Yesterday marked yet another 2012 loss for the EPA in the U.S. Court of Appeals for the D.C. Circuit:
Enacted in August 2011, the Cross-State Air Pollution Rule was supposed to reduce air pollution emitted in one state and carried downwind to another. Under the Clean Air Act, if pollution from the upwind state is causing the downwind neighbor to fail federal air quality tests, then the EPA can order the upwind state to reduce the emissions causing the problem.
But even such expansive authority from Congress is never enough for the Obama EPA. So the agency decided to use the rule-making as a pretext to force down emissions even further—illegally, as it turns out.
In Tuesday’s decision, two of the three judges on the appellate panel found that under the rule “upwind States may be required to reduce emissions by more than their own significant contributions to a downwind State’s nonattainment. EPA has used the good neighbor provision to impose massive emissions reduction requirements on upwind States without regard to the limits imposed by the statutory text.”
The court found that the feds also broke the law by dictating the measures to be used to reduce emissions instead of allowing states to design their own plans, as the statute demands. “Congress did not authorize EPA to simply adopt limits on emissions as EPA deemed reasonable,” wrote Judge Brett Kavanaugh.
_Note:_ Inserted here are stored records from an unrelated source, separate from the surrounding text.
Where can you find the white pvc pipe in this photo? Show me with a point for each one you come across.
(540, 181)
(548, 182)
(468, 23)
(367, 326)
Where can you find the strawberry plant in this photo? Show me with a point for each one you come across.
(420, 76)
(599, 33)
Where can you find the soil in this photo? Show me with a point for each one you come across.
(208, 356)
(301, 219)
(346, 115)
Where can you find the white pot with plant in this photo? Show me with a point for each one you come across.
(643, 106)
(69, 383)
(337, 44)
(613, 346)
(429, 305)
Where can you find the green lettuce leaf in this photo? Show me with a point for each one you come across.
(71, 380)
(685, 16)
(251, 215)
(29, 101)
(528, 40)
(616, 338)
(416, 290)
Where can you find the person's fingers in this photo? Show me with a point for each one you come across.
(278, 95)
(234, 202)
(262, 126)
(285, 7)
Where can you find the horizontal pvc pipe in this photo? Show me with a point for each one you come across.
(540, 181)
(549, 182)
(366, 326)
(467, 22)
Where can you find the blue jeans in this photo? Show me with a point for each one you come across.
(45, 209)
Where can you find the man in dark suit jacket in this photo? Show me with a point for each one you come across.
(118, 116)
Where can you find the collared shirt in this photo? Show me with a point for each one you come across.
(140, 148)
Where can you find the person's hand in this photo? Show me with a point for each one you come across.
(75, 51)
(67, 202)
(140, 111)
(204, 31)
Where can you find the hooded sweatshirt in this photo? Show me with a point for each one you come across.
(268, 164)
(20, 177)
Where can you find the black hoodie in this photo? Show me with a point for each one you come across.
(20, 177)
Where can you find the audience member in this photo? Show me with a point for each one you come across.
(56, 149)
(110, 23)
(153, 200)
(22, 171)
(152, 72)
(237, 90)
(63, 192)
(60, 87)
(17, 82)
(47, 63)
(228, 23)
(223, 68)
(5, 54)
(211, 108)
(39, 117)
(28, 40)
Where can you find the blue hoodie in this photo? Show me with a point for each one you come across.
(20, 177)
The rule as an idea doesn’t sound so bad. Most people would agree that it isn’t fair for one state to be able to dump pollution into the air of another state. But, of course, rather than following the law the way that it was written the EPA decided to write new rules that they wanted, forcing states to drop pollution levels more than was required by law, and not giving them the flexibility to develop their own plans for pollution reduction.
As the WSJ concluded:
The court’s decision states it plainly: “Absent a claim of constitutional authority (and there is none here), executive agencies may exercise only the authority conferred by statute, and agencies may not transgress statutory limits on that authority.”
The message is that regulators must follow the laws of the United States. Why do federal judges constantly have to remind EPA Administrator Lisa Jackson of this basic principle?
The EPA under Obama has been rebuked by the courts 6 separate times. We can only assume this won’t be the last time.